On December 6, 1993, a jury returned a verdict for Plaintiff Karl D. Brocklehurst ("Plaintiff") in the amount of $1,527,100, finding that Defendant PPG Industries, Inc. ("Defendant"), had terminated Plaintiff's employment in violation of Michigan's Elliott-Larsen Civil Rights Act. The Court entered a judgment based on that verdict on February 7, 1994. By opinion and order issued on October 26, 1994, this Court ordered a remittitur to the amount of $528,818, and also awarded $2,358.15 in costs to Plaintiff. On July 13, 1995, Plaintiff accepted this remittitur, and this Court accordingly entered a judgment awarding Plaintiff $528,818 plus $2,358.15 in costs.

By motion filed August 2, 1995, Plaintiff now seeks an award of attorneys' fees and additional costs, and also seeks clarification of the amount of interest owed to him. For the reasons set forth below, the Court declines to award attorneys' fees to Plaintiff.

I. EXERCISING THE DISCRETION CONFERRED BY MICHIGAN'S ELLIOTT-LARSEN CIVIL RIGHTS ACT, THIS COURT DECLINES TO AWARD ATTORNEYS' FEES TO PLAINTIFF.

A provision of Michigan's Elliott-Larsen Civil Rights Act, the statute under which Plaintiff prevailed in his age discrimination claim, confers upon this Court the discretion to award attorneys' fees. The relevant section of the Act states:

A court, in rendering a judgment in an action brought pursuant to this article, may award all or a portion of the costs of litigation, including reasonable attorney fees and witness fees, to the complainant in the action if the court determines that the award is appropriate.

Mich.Comp.Laws § 37.2802. Thus, the Michigan act, by its plain language, dictates that an award of attorneys' fees is discretionary.

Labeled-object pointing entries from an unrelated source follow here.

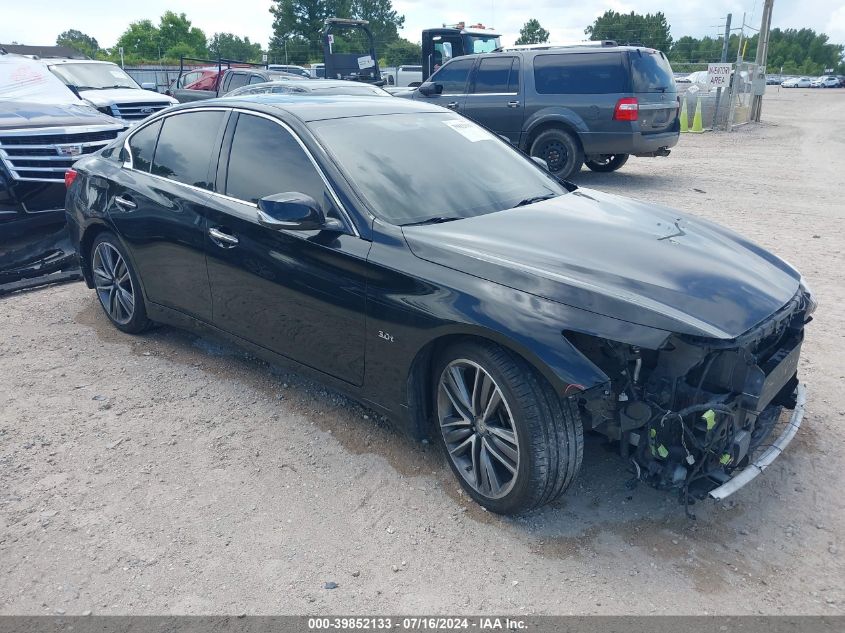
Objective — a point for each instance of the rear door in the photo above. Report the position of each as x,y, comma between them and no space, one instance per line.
454,78
158,205
495,99
655,90
298,293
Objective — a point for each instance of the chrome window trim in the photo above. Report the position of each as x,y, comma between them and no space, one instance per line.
347,219
69,129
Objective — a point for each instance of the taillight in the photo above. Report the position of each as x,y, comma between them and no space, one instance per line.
627,109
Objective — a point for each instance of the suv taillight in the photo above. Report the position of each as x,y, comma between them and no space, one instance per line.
627,109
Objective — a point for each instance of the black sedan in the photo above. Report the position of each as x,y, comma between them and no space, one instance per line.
416,261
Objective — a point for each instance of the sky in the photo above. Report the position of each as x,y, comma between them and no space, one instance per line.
40,21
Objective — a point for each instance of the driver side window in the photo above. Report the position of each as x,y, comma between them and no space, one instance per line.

In light of this statutory language, the Michigan Court of Appeals has held that "two separate inquiries are necessary" in order to resolve a request for attorneys' fees. Eide v. Kelsey-Hayes Co., 154 Mich.App. 142, 397 N.W.2d 532, 541 (1986). Before a court addresses the proper amount of an award, the court must first determine whether to award fees at all, and this threshold decision "is left to the court's discretion." 397 N.W.2d at 541. Accordingly, although the plaintiff in Eide had prevailed in her sex discrimination claim, the court rejected her argument "that attorney fees should always be awarded, with only the amount left to the court's discretion." 397 N.W.2d at 541. Instead, the court affirmed the trial court's decision not to award fees. 397 N.W.2d at 542.1

In so holding, the Eide court discussed the various factors that the trial court had considered in making its decision, but did not endorse a fixed set of factors to guide any subsequent court's exercise of discretion. The court below had distinguished the plaintiff's case from class actions and cases seeking injunctive relief, in which attorneys' fee awards might be necessary to attract competent counsel. 397 N.W.2d at 541. In addition, the trial court noted that the plaintiff's counsel was working under a contingent fee arrangement, and thus would receive one-third of the plaintiff's $300,000 award. 397 N.W.2d at 541. Although the Eide court suggested that sole reliance on a contingent fee arrangement would be an improper basis for denying a fee award, the court concluded that the totality of the factors considered by the trial court provided adequate justification for the denial of fees. 397 N.W.2d at 542; see also Wilson v. General Motors Corp., 183 Mich.App. 21, 454 N.W.2d 405, 415-16 (1990) (finding that the presence of a contingent fee arrangement "is merely one of the factors to be considered in determining a reasonable fee award"); King v. General Motors Corp., 136 Mich.App. 301, 356 N.W.2d 626, 629 (1984) ("The trial court in this case improperly determined that the availability of contingent fee arrangements for Elliott-Larsen plaintiffs should automatically preclude an award of attorney fees.")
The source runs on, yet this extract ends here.